Your example creates a stale SCEV via a RAUW operation on an instruction which contributes one of the (SCEV) operands. I think it's important to highlight that *all* of the SCEVs for the original expression remain in the stale state. We remove them from the bi-directional maps, but we do *not* deallocate them.

As an aside, we also create stale SCEVs quite explicitly when working with RAUW operations on SCEVUnknowns.

Though, hm, maybe we actually have two levels of staleness here. We have "not in bi-directional maps", and we have "not in unique scev map". Your case is really only the former, SCEV unknown is the later. Not sure if that matters yet, or not. (It does, see later.)

If we're on the same page with that, read further. If not, stop here.

I think I'd lean towards validating most stale SCEVs in the disposition cache. This necessitates considering a stale entry valid, but as you point out, we'd otherwise have to walk SCEV users which we don't have a mechanism to do. (We seem to keep stumbling into that from different angles, maybe we should just change that?)

With that starting point, the question then becomes why the stale SCEV doesn't produce the same result? I think the answer probably comes down to an interaction between how an interaction between SCEVUnknown::deleted() and the block disposition handling for an unknown. If my skim of the code is correct, your verification probably crashes on "dyn_cast<Instruction>(cast<SCEVUnknown>(S)->getValue())" in computeBlockDisposition right?
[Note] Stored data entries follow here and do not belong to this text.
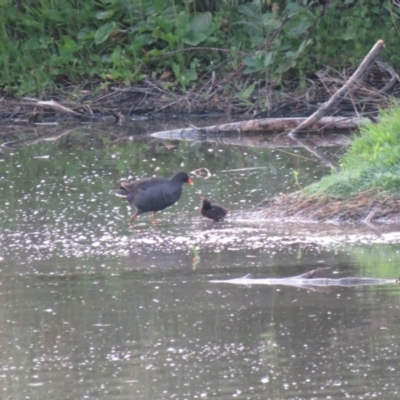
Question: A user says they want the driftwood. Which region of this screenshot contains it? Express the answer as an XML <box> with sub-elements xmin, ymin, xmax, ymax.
<box><xmin>151</xmin><ymin>40</ymin><xmax>384</xmax><ymax>141</ymax></box>
<box><xmin>288</xmin><ymin>40</ymin><xmax>385</xmax><ymax>139</ymax></box>
<box><xmin>210</xmin><ymin>268</ymin><xmax>399</xmax><ymax>289</ymax></box>
<box><xmin>151</xmin><ymin>117</ymin><xmax>370</xmax><ymax>139</ymax></box>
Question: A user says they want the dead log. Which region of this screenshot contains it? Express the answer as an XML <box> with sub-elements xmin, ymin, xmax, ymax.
<box><xmin>288</xmin><ymin>40</ymin><xmax>385</xmax><ymax>140</ymax></box>
<box><xmin>151</xmin><ymin>117</ymin><xmax>370</xmax><ymax>139</ymax></box>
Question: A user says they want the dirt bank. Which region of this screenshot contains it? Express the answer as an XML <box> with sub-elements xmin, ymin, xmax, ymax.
<box><xmin>256</xmin><ymin>190</ymin><xmax>400</xmax><ymax>223</ymax></box>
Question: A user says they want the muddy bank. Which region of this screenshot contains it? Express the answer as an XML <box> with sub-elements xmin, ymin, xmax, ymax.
<box><xmin>255</xmin><ymin>190</ymin><xmax>400</xmax><ymax>224</ymax></box>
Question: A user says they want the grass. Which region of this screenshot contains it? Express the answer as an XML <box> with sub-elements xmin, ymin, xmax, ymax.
<box><xmin>304</xmin><ymin>101</ymin><xmax>400</xmax><ymax>199</ymax></box>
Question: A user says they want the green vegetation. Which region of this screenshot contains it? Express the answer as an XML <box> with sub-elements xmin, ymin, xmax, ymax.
<box><xmin>0</xmin><ymin>0</ymin><xmax>400</xmax><ymax>99</ymax></box>
<box><xmin>305</xmin><ymin>103</ymin><xmax>400</xmax><ymax>198</ymax></box>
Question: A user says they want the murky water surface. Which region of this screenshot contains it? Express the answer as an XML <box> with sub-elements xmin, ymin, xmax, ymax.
<box><xmin>0</xmin><ymin>123</ymin><xmax>400</xmax><ymax>400</ymax></box>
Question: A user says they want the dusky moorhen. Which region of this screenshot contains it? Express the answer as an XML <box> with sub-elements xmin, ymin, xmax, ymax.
<box><xmin>200</xmin><ymin>197</ymin><xmax>228</xmax><ymax>222</ymax></box>
<box><xmin>116</xmin><ymin>171</ymin><xmax>193</xmax><ymax>224</ymax></box>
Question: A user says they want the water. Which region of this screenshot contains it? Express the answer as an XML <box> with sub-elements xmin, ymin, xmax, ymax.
<box><xmin>0</xmin><ymin>123</ymin><xmax>400</xmax><ymax>400</ymax></box>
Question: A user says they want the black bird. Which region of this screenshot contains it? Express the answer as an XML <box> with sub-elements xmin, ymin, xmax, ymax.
<box><xmin>200</xmin><ymin>197</ymin><xmax>228</xmax><ymax>222</ymax></box>
<box><xmin>116</xmin><ymin>171</ymin><xmax>193</xmax><ymax>224</ymax></box>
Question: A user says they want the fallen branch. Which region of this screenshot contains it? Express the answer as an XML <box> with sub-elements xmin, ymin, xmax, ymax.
<box><xmin>288</xmin><ymin>40</ymin><xmax>385</xmax><ymax>140</ymax></box>
<box><xmin>151</xmin><ymin>117</ymin><xmax>369</xmax><ymax>139</ymax></box>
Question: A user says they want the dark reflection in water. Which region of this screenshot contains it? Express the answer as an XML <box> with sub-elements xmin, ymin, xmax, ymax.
<box><xmin>0</xmin><ymin>126</ymin><xmax>400</xmax><ymax>400</ymax></box>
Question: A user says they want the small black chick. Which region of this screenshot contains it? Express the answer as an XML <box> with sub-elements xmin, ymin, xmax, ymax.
<box><xmin>200</xmin><ymin>197</ymin><xmax>228</xmax><ymax>222</ymax></box>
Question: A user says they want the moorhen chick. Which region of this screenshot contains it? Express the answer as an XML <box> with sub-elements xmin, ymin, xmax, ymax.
<box><xmin>200</xmin><ymin>197</ymin><xmax>228</xmax><ymax>222</ymax></box>
<box><xmin>116</xmin><ymin>171</ymin><xmax>193</xmax><ymax>224</ymax></box>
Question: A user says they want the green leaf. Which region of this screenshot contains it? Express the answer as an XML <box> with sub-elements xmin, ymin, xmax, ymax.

I think I'm leaning towards something along the lines of "verify a stale SCEVs disposition unless it contains a SCEVUnknown which has been deleted".

Another approach would be to only verify one step of the block disposition. E.g. "assuming operands are correctly cached, what would our block disposition be? Is that the cached result?" This would side step the problem by bailing out if the operand wasn't cached. The existing forgetValue would eliminate the SCEV unknown node, and thus verification would side step the same class of stale expressions.

Neither of these are pretty, but I think they'd work and be less invasive/expensive.

mkazantsev planned changes to this revision.Oct 6 2021, 4:14 AM

I'm going to introduce tracking of SCEV users. It seems to be the only correct way to approach this.